Investors react with caution as Meta increases its capital budget to fund ambitious artificial intelligence infrastructure and global research labs.
The financial markets sent a clear signal to Meta this week as its stock price dropped significantly. Shareholders expressed deep concern over the rising costs of the company’s massive pivot toward artificial intelligence.
While other tech giants showed progress, Meta’s updated spending forecasts triggered a sharp 7% decline in extended trading. The company now expects to spend billions more than originally anticipated on specialized technology.
Capital expenditure forecasts have risen to a staggering $145 billion for the current fiscal period. This represents a notable jump from the previous ceiling of $135 billion set earlier this year.
Chief Financial Officer Susan Li explained that the firm previously underestimated its computational requirements. To remain competitive, Meta must now invest heavily in the hardware necessary to power next-generation tools.
This aggressive spending comes at a time when the broader tech industry is under intense scrutiny. Combined, the four largest US tech firms are projected to spend over $650 billion this year alone.
Analysts note that while the potential for AI leadership is immense, the financial payoff remains largely theoretical. Investors are increasingly anxious about the sustainability of such high-level investments without immediate returns.
Unlike some of its peers, Meta has not yet demonstrated how these specific investments will translate into direct profit. Mark Zuckerberg admitted that a precise plan for scaling every individual product does not yet exist.
However, the Chief Executive remains confident in the direction of the company’s “Superintelligence Lab.” He believes the facility is on track to become a premier research institution on the global stage.
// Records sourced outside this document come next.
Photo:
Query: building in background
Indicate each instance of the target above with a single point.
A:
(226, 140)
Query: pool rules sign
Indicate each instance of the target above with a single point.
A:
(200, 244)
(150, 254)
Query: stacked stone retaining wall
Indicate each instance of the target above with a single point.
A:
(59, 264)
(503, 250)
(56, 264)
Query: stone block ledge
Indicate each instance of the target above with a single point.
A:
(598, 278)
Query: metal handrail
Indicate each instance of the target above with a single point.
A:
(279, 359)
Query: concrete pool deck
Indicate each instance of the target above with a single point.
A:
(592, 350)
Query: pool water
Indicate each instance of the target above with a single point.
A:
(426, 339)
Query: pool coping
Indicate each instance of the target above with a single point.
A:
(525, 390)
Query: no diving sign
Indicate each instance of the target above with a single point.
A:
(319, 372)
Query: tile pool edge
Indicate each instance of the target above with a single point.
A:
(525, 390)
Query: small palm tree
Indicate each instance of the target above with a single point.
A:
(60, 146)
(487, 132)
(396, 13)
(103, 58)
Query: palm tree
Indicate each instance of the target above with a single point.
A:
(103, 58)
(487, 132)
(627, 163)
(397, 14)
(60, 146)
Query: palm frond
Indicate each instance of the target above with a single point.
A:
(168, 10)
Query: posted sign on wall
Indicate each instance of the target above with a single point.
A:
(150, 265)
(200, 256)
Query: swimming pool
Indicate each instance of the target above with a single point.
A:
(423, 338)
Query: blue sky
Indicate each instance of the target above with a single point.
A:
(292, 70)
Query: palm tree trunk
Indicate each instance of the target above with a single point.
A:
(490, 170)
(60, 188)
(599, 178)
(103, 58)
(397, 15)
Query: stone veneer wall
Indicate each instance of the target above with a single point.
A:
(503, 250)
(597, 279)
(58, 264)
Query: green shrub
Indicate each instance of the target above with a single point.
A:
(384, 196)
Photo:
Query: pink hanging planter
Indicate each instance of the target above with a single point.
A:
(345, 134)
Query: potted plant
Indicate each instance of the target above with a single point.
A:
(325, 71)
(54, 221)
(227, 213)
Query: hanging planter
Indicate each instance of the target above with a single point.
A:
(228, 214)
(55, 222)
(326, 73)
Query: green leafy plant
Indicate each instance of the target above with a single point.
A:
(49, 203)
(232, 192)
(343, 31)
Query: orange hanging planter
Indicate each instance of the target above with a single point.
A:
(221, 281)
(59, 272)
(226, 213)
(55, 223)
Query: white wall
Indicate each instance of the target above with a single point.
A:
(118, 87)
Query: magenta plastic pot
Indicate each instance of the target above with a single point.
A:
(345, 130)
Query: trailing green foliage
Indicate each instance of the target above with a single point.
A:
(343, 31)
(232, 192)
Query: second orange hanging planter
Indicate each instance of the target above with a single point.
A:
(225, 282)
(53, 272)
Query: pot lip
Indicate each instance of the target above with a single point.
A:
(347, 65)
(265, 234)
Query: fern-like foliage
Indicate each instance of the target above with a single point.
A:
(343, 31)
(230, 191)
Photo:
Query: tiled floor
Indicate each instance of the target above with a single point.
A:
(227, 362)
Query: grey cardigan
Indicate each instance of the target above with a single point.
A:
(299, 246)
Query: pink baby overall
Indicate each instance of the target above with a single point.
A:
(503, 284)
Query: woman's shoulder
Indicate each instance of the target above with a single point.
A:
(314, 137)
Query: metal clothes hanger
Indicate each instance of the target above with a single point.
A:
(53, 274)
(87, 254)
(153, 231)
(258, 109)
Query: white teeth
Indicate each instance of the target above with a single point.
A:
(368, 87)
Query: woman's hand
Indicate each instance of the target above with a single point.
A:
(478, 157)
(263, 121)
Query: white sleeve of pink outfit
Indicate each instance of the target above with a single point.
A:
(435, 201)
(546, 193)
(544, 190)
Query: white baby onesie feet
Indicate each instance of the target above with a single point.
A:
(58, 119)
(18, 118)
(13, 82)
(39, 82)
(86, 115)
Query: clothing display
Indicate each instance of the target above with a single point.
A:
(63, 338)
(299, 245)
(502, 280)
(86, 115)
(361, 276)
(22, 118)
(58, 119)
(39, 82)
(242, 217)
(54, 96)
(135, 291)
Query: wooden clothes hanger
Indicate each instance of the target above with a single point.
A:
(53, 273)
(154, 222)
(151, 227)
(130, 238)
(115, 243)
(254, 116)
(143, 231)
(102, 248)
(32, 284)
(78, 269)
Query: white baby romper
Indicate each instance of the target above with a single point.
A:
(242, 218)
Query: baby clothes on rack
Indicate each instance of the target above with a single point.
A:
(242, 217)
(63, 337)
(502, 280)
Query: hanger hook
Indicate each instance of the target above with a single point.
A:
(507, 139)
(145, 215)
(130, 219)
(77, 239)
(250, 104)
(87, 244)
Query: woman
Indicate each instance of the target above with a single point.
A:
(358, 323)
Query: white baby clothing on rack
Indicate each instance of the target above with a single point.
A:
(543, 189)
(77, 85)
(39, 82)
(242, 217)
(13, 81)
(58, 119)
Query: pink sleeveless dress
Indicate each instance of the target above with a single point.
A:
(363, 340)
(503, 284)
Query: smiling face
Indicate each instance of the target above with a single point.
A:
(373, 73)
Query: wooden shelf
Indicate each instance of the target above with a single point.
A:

Zuckerberg also highlighted how AI is already changing the internal structure of Facebook’s parent company. Small teams are now completing complex projects in a fraction of the time previously required.
This increased efficiency suggests that the company’s future workforce might look very different. Zuckerberg noted that tasks once requiring dozens of employees can now be handled by just one or two people.
These comments have reignited fears regarding potential job security within the social media giant. When pressed on the matter, Susan Li stated the firm is still determining its optimal future size.
The shift toward a leaner, AI-driven workforce is part of a broader “evolution” for the organization. Yet, the lack of a clear headcount target has left many employees and market observers feeling uncertain.
The contrast between Meta and its competitors remains a focal point for Wall Street analysts this quarter. Companies like Alphabet and Microsoft have successfully shown how their AI tools are currently generating revenue.
Meta, conversely, is asking for patience as it builds the foundational infrastructure for future services. This “build now, profit later” strategy is a familiar pattern for the company but carries high risks.
For now, the market remains skeptical of the ballooning costs associated with the AI arms race. Investors are looking for more concrete evidence that these billions will eventually lead to sustainable growth.
The coming months will be critical as Meta attempts to balance innovation with fiscal responsibility. Shareholders will likely keep a close eye on any further adjustments to the company’s capital spending plans.
Why did Meta stock drop recently?
Meta Platforms stock dropped around 7% due to concerns over its rising AI spending, which exceeded initial forecasts and raised doubts about short-term profitability.
How much is Meta spending on AI in 2026?
Meta has increased its capital expenditure forecast to approximately $145 billion, primarily to fund AI infrastructure, data centers, and research labs.
What is Meta’s AI strategy?
Meta is following a “build now, profit later” strategy, investing heavily in infrastructure and innovation before fully monetizing its AI products and services.
How does Meta compare to competitors in AI revenue?
Companies like Microsoft and Alphabet Inc. are already generating revenue from AI tools, while Meta is still in the development and scaling phase.
Will AI impact jobs at Meta?
Yes, AI is expected to reshape Meta’s workforce. According to leadership, tasks that previously required large teams can now be handled by smaller groups, raising concerns about future job roles.